I have some trajectory points from an experiment I conducted (see red points below.)
What I would like to do is to obtain the predetermined contour values for a bivariate standard normal distribution corresponding to these red line points. This bivariate distribution is centered at at c(3.4, 1)
(where the blu circle is.)
In the plot below, I have plotted a bivariate normal distribution through a simulation using mvrnorm
. In this case, the x and y values are sampled and then I can obtain the z-values. But how can I obtain the z-values for predetermined points?
(the code for the bivariate distribution is from this website.)
library(MASS)
library(shape)
#> Warning: package 'shape' was built under R version 3.6.2
x <- c(5.04,4.68,4.39,4.09,3.73,3.37,3.07,2.77,2.47,2.11)
y <- c(0.74,0.69,0.64,0.60,0.56,0.52,0.50,0.50,0.50,0.51)
N <- 200 # Number of random samples
set.seed(123)
# Parameters
rho <- 0.5
mu1 <- 3.4; s1 <- 0.25
mu2 <- 1; s2 <- 0.25
# Parameters for bivariate normal distribution
# Mean
mu <- c(mu1,mu2)
# Covariance matrix
sigma <- matrix(c(s1^2, s1*s2*rho, s1*s2*rho, s2^2),2)

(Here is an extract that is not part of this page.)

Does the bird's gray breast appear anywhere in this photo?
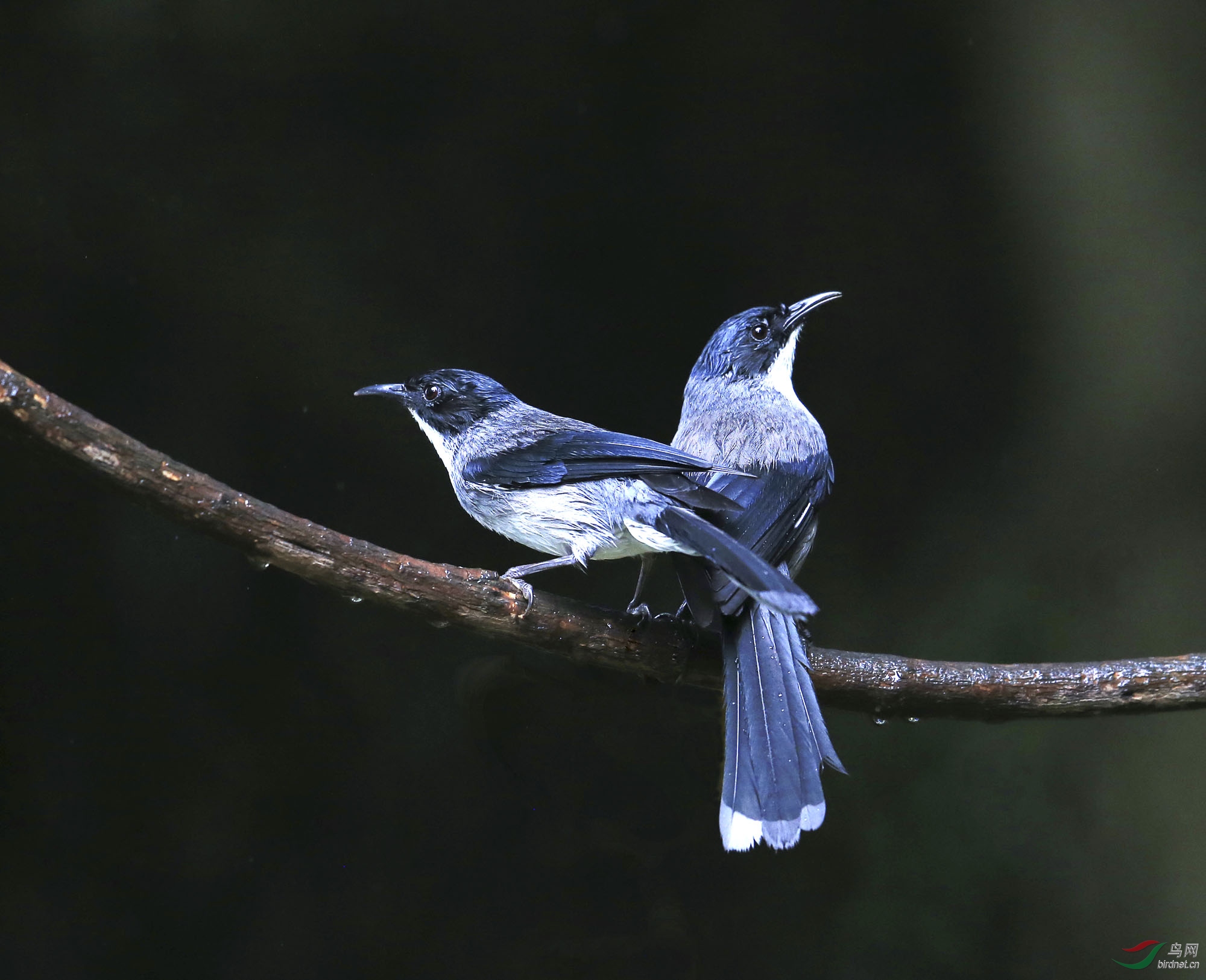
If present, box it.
[673,378,827,466]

X <- mvrnorm(N, mu = mu, Sigma = sigma)
tail(X,2)
#> [,1] [,2]
#> [199,] 3.425264 0.7100933
#> [200,] 3.187654 0.6990182
z <- kde2d(X[,1], X[,2], n=50)
plot(X, xlab="X label", ylab="Y label",
xlim=c(2,6), ylim=c(-1,3.5),pch=19, cex=.4)
contour(z, drawlabels=FALSE, add=TRUE)
lines(x,y,type="p", xlim=range(x), ylim=c(-1,3.5),
xlab="x", ylab="y", pch=16, col = "red")
plotcircle(mid = c(3.4, 1), r = 0.05, col="blue")
I had another question about how to center the distribution at specific values. The question was stemming from a misunderstanding, which was clarified in the comments. I leave it below for the record, but there is no need to address it.
- how can I "center" the bivariate distribution where the blue circle (
c(3.4, 1)
) is? Right now the distribution is centered there because I have set mu1 <- 3.4
and mu2 <- 1
, but I thought that mu1
and mu2
were the values of the means. I actually would like the means to be about 0.5 each.